Gabriel Hirabahasi, Lavínia Kaucz, Gabriel de Sousa / O Estado de S. Paulo
Em ato considerado incomum, presidente da República discursa na sessão inaugural do Supremo e sai em defesa da Corte
O presidente Luiz Inácio Lula da Silva disse
ontem que os avanços econômicos do governo foram possíveis porque o Executivo e
o Judiciário se uniram para “derrotar” os envolvidos na tentativa de golpe após
as eleições de 2022. Durante a abertura do Ano Judiciário, no Supremo Tribunal
Federal (STF), Lula afirmou que a condenação de acusados de tentativa de golpe
foi necessária e deixou uma mensagem clara de punição a tentativas de ruptura
democrática.
“Todos esses avanços só foram possíveis porque nos unimos e derrotamos aqueles que tentaram destruir a democracia. Porque temos instituições fortes, independentes e comprometidas com a manutenção do estado democrático de direito”, disse Lula.
O petista também lembrou que ministros do
Supremo sofreram pressões e ameaças de morte, sem detalhar os casos. Durante a
investigação da tentativa de golpe, a PF relatou um plano de sequestro e
execução do ministro do STF Alexandre de Moraes, que foi o relator da investigação
e julgamento da trama golpista. O plano, segundo a PF, previa ainda a execução
de Lula e do então vice-presidente eleito, Geraldo Alckmin (PSB).
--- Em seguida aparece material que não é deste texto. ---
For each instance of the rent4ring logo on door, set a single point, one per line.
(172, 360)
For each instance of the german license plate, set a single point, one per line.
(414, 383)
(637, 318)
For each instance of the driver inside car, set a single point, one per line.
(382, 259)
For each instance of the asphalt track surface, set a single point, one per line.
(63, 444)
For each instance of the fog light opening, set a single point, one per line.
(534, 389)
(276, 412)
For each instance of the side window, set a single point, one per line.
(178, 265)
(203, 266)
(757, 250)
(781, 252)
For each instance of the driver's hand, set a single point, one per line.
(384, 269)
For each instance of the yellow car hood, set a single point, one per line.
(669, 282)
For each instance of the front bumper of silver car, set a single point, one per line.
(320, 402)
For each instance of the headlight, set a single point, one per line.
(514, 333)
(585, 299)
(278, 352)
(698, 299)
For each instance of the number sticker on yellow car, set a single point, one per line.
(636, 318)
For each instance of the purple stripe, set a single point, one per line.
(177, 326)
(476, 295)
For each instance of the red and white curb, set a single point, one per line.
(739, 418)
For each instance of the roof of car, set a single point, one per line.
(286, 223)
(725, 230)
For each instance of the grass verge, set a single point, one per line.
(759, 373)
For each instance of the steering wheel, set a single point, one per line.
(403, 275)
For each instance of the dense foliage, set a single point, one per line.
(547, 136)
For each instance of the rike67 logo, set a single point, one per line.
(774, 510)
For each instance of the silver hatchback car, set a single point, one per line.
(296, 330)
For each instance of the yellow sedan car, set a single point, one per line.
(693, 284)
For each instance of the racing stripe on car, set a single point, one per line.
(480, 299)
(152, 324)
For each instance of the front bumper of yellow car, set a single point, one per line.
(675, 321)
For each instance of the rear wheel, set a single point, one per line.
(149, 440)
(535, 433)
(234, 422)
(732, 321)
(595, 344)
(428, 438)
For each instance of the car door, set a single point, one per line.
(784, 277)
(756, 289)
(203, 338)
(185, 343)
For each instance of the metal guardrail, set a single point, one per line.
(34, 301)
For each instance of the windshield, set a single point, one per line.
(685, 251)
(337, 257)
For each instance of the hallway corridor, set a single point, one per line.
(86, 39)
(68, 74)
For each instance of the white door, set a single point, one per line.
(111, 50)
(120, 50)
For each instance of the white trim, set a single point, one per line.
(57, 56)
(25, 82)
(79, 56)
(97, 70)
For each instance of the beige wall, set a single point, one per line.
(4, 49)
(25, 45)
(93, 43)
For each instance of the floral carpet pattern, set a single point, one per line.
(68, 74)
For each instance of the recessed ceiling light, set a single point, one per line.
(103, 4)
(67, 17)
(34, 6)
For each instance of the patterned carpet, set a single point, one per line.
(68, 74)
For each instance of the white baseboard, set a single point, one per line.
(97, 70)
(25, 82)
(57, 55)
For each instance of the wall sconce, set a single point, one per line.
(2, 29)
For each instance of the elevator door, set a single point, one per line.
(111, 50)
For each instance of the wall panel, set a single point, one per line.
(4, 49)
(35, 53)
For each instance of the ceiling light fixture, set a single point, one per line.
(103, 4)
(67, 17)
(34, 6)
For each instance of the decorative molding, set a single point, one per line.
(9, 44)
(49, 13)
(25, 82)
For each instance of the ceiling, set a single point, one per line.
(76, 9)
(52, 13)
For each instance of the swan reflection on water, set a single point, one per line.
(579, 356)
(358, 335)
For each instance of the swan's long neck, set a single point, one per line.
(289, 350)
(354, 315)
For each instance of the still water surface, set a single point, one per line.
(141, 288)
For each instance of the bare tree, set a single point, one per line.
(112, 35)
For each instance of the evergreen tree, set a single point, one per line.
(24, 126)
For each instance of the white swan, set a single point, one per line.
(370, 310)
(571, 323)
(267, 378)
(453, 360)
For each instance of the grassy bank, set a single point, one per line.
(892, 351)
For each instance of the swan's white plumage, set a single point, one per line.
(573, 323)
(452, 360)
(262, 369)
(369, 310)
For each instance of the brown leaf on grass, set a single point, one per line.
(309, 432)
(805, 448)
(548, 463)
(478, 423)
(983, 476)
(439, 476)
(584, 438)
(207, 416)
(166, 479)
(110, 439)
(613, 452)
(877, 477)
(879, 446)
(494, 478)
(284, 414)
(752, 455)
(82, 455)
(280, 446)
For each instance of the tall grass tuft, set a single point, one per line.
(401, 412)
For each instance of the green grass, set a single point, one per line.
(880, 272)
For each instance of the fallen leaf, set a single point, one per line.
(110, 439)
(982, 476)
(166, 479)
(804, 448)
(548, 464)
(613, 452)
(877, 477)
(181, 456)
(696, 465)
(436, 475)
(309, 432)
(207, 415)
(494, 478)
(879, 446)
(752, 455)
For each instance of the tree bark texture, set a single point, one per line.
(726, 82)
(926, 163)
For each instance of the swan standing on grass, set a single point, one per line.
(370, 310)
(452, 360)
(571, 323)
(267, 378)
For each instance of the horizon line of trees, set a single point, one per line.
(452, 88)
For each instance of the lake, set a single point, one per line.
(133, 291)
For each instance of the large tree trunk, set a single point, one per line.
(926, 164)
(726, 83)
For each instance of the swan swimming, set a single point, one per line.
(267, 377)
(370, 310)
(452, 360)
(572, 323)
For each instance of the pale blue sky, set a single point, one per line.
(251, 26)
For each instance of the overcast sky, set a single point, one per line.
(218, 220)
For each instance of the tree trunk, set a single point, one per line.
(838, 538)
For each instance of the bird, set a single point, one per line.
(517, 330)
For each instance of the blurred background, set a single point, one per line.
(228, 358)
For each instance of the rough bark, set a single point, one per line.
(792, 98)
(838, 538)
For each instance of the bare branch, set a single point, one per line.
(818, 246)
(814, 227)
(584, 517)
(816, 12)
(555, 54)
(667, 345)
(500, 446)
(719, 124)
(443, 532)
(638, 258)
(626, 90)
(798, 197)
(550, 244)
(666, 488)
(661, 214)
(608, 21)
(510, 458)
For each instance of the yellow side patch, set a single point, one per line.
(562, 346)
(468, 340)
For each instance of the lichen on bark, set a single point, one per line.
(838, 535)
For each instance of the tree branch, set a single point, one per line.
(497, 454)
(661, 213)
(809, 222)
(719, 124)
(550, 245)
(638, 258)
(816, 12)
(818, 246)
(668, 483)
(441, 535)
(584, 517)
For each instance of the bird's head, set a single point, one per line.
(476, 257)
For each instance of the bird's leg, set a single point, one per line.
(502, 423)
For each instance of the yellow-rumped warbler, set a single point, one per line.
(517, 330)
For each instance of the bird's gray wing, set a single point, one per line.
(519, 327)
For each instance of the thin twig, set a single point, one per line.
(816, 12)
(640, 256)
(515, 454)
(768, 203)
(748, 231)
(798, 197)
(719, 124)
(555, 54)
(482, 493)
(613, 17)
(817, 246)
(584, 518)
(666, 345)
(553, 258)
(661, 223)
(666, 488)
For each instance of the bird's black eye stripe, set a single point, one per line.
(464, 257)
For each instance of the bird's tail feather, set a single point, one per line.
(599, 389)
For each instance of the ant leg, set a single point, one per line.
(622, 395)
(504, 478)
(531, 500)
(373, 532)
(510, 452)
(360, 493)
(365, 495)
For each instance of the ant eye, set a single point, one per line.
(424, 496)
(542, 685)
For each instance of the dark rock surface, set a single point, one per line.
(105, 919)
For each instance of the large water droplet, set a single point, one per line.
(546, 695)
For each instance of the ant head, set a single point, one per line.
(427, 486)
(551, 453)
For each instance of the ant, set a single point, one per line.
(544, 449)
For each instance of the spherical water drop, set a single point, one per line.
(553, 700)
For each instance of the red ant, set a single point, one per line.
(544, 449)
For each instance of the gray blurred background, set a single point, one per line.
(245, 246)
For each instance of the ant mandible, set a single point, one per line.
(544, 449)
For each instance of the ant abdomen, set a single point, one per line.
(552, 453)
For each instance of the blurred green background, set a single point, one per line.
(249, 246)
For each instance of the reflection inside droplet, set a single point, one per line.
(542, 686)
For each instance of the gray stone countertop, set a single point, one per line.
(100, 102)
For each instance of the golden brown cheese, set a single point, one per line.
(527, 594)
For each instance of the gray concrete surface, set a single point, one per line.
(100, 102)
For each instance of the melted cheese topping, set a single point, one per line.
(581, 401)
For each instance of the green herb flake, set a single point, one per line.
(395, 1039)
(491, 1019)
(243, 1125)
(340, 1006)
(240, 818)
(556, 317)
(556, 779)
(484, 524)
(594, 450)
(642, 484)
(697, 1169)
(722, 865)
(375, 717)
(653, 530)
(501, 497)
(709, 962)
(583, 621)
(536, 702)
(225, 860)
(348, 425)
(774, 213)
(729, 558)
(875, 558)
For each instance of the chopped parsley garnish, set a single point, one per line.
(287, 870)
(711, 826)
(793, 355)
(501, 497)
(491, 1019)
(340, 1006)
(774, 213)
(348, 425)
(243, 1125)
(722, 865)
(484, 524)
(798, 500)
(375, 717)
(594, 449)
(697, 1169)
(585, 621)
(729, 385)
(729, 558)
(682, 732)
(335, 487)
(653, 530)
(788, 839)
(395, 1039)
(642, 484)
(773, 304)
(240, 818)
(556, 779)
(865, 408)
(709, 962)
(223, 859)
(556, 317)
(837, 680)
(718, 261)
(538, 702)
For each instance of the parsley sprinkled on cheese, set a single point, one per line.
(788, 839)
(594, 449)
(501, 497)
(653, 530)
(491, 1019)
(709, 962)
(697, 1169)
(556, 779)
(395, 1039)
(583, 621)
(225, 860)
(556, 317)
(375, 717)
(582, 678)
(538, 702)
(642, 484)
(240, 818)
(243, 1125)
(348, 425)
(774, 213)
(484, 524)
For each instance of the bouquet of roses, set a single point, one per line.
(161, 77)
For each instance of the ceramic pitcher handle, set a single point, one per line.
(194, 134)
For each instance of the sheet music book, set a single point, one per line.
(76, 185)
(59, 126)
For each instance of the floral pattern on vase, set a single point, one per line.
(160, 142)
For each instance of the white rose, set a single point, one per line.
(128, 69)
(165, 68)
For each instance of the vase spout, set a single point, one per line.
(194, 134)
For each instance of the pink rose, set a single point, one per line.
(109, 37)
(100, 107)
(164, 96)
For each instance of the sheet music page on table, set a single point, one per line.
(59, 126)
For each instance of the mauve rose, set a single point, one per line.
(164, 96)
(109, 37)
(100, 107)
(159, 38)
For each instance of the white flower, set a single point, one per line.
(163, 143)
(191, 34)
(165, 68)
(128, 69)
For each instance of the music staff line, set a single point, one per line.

Para o presidente, o STF não buscou
protagonismo e invadiu as competências de outros Poderes. Segundo Lula, a
população brasileira não deseja um conflito entre as instituições, e sim uma
estabilidade política unida de justiça social e a distribuição de
oportunidades.
Nesse sentido, ele afirmou que o Brasil se
manteve firme durante ataques externos à soberania, em referência à crise com
os Estados Unidos. Segundo Lula, o País respondeu com altivez diante da taxa de
50% sobre produtos nacionais e sanções contra autoridades e ministros
brasileiros.
“Nos unimos e derrotamos aqueles que tentaram destruir a democracia. Porque temos instituições fortes, independentes e comprometidas com a manutenção do estado democrático de direito” (Luiz Inácio Lula da Silva Presidente da República)
“Em 2025, enfrentamos ataques externos à
nossa soberania. E nos mantivemos firmes. O Brasil respondeu com altivez, com
base no direito internacional, com a força de suas instituições e, sobretudo,
com a legitimidade conferida pelo povo. Reafirmamos que nenhuma nação se
constrói sob tutela, e que a democracia brasileira não se curva a pressões e
intimidações de quem quer que seja”, disse Lula.
DISCURSO INCOMUM. Não é comum que o
presidente da República discurse na abertura do Ano Judiciário. O protocolo
desse tipo de cerimônia prevê os discursos do presidente da Ordem dos Advogados
do Brasil (OAB) e do procurador-geral da República, além do presidente do
Supremo. Lula também falou na abertura do Ano Judiciário de 2023, na sessão que
inaugurou o plenário reformado após os atos golpistas de 8 de janeiro.
A solenidade reuniu os chefes dos três Poderes em meio à crise de imagem envolvendo a atuação da Corte na investigação do Banco Master. Também estavam na solenidade os presidentes do Senado, Davi Alcolumbre (União Brasil-AP), e da Câmara dos Deputados, Hugo Motta (Republicanos-PB).